Bug 441765

Summary: [mdraid] [patch] Boot hang in all recent Fedora kernels
Product: [Fedora] Fedora Reporter: Nicolas Mailhot <nicolas.mailhot>
Component: kernelAssignee: Kernel Maintainer List <kernel-maint>
Status: CLOSED RAWHIDE QA Contact: Fedora Extras Quality Assurance <extras-qa>
Severity: low Docs Contact:
Priority: low    
Version: rawhide   
Target Milestone: ---   
Target Release: ---   
Hardware: All   
OS: Linux   
Whiteboard:
Fixed In Version: Doc Type: Bug Fix
Doc Text:
Story Points: ---
Clone Of: Environment:
Last Closed: 2008-05-02 10:58:10 UTC Type: ---
Regression: --- Mount Type: ---
Documentation: --- CRM:
Verified Versions: Category: ---
oVirt Team: --- RHEL 7.3 requirements from Atomic Host:
Cloudforms Team: --- Target Upstream Version:
Embargoed:
Bug Depends On:    
Bug Blocks: 438943, 439966    
Attachments:
Description Flags
Screen capture
none
successful dmesg
none
Screen capture
none
Blurry but complete screen capture
none
Oops complete screen capture
none
patch none

Description Nicolas Mailhot 2008-04-09 21:24:53 UTC
Description of problem:

I normally do not reboot my always-on rawhide system very often, unless I'm
building my own testing mm kernels. This has not been the case for quite a
while. Recently, however, following the death of the home set-top dvd player,
and a rainy winter day, I remembered my old gaming windows partition and
rebooted on it (also changed the system gfx card).

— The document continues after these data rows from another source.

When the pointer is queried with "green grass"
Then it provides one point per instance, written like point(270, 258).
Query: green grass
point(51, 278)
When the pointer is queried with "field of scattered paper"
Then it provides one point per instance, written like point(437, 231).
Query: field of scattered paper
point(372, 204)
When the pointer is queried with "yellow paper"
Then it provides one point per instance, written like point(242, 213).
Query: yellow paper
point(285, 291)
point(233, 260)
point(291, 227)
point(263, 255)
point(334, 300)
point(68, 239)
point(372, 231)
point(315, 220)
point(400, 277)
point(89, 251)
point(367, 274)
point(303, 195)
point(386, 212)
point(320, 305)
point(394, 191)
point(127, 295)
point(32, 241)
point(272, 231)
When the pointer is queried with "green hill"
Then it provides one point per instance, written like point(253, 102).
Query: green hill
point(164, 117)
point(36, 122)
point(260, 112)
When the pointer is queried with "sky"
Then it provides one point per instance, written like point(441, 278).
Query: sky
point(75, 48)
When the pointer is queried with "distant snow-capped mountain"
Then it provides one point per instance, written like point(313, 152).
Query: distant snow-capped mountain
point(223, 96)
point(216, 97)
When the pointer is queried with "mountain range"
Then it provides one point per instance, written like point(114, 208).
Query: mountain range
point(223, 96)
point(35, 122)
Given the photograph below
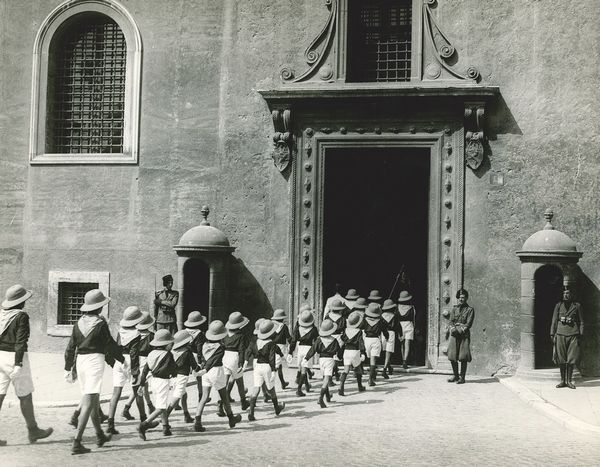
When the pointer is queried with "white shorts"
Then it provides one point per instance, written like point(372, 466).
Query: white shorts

Getting back into linux however proved a challenge. The system would oops on
every recent rawhide kernel 9 times out of 10. Strangely enough my old mm kernel
with the associated old initrd would always boot.

I've now captured a partial oops on a picture (very difficult it scrolls out of
the screen fast). I hope it's sufficient to point investigations in some
directions. I don't know if it's a new bug or something triggered by recent
unrelated rawhide changes. The problems always occurs at udev start time, then
the system quickly gets stuck, and need a reset.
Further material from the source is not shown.